In the study, sponsored by vendor Paylocity (gated download here), the team found that
- payroll and tax tasks automation could deliver annual savings of about $24,500 (£17,402)
- time management tasks offered potential annual automation savings of about $24,000 (£17,047)
- and finally, communications and engagement tasks $23,000 (£16,336).
As US site Human Resource Executive put it in its coverage of the study, just time management alone could win back nearly $55,000 (£39,000) a year, in areas ranging from timecard entry, collecting and ensuring the accuracy of time cards, correcting errors, submitting PTO requests, calculating PTO balances, responding to PTO requests and tracking leave. Deloitte also found a significant opportunity in the expense management and payroll and tax functions, with an estimated $37,000 (£26,000) savings in each.
Is HR automation the key to drive organisational growth in a post-COVID world?
Pretty positive news there, then. But any such automation work can’t happen in a vacuum, especially at the moment: after all, in the words of Managing Director at workforce performance specialist SHL India and Philippines Sushant Dwivedy, “A quiet paradigm shift is happening in the way we work and the way we relate to our workplaces”. Writing for widely respected Indian HR title People Matters, Dwivedy reminds us of how much prominence HR now has in many environments, given how much it stepped up during COVID (“HR functions, earlier relegated to as support have emerged to the frontline”). But, he suggests, HR could actually get even more important, due to automation: “Leveraging the combination of psychometrics, data science, and machine learning… [new HR tech] cognitive technologies will help enable organisational talent to grow into new and more rewarding roles”—meaning that, “HR automation is becoming the key to drive organisational growth in a post-COVID world.”

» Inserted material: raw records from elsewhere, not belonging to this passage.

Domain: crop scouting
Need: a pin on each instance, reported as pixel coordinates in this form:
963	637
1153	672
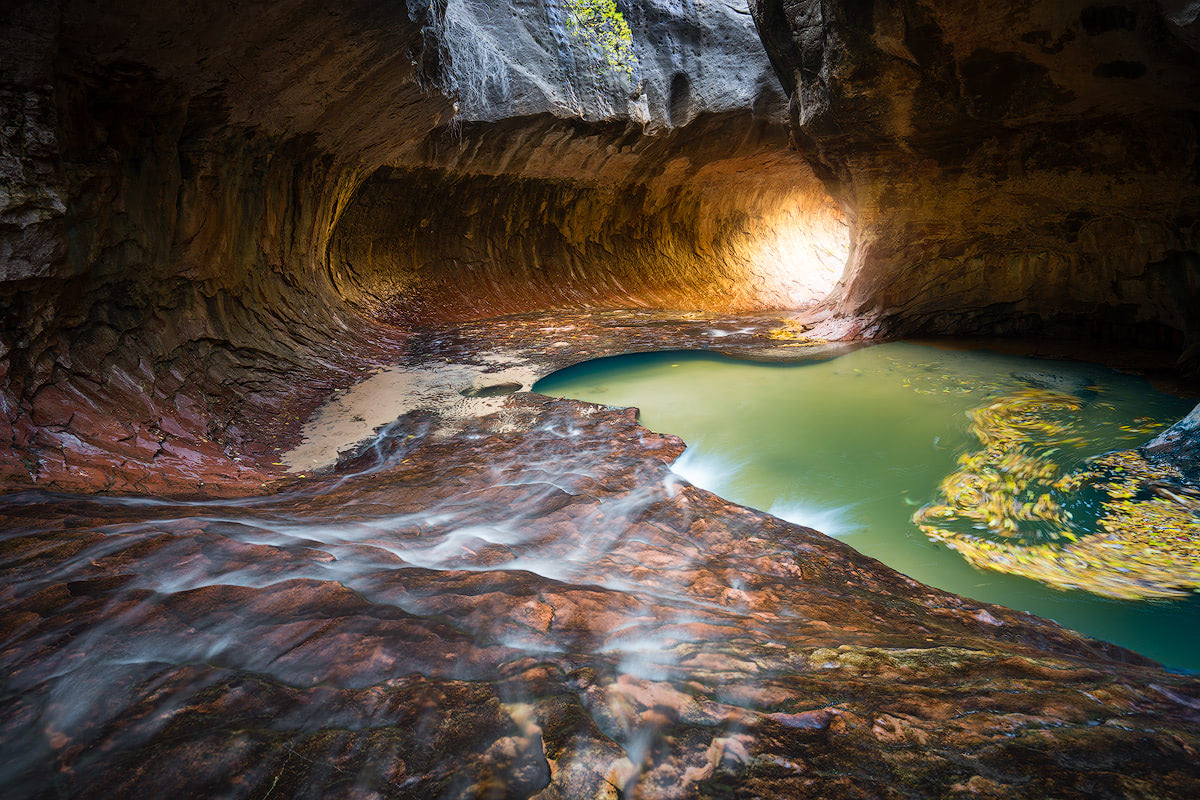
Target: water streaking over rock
534	606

That may already be happening, if US IT trade body CompTIA’s intriguing new research into the short-term impact of AI on post-pandemic recovery is accurate. For example, it reports that 70% of HR professionals have told its researchers that reskilling and upskilling efforts to boost workforce innovation are a priority. In addition, the overwhelming majority (80%) of the 400 HR and workforce learning professionals it contacted also expect AI to have either a “moderate” or “significant” impact on their jobs, and most are already planning or actively using AI in areas such as candidate screening, onboarding, competency assessment and career planning. As we read in SHRM’s comprehensive write-up of the study, CompTIA found that the top areas where HR professionals are using or exploring AI-enabled tools are competency assessments and hiring process management (71%), employee self-service tools (71%), and career-pathway modelling (68%).
HR automation sceptics take note: the numbers are not going your way on this!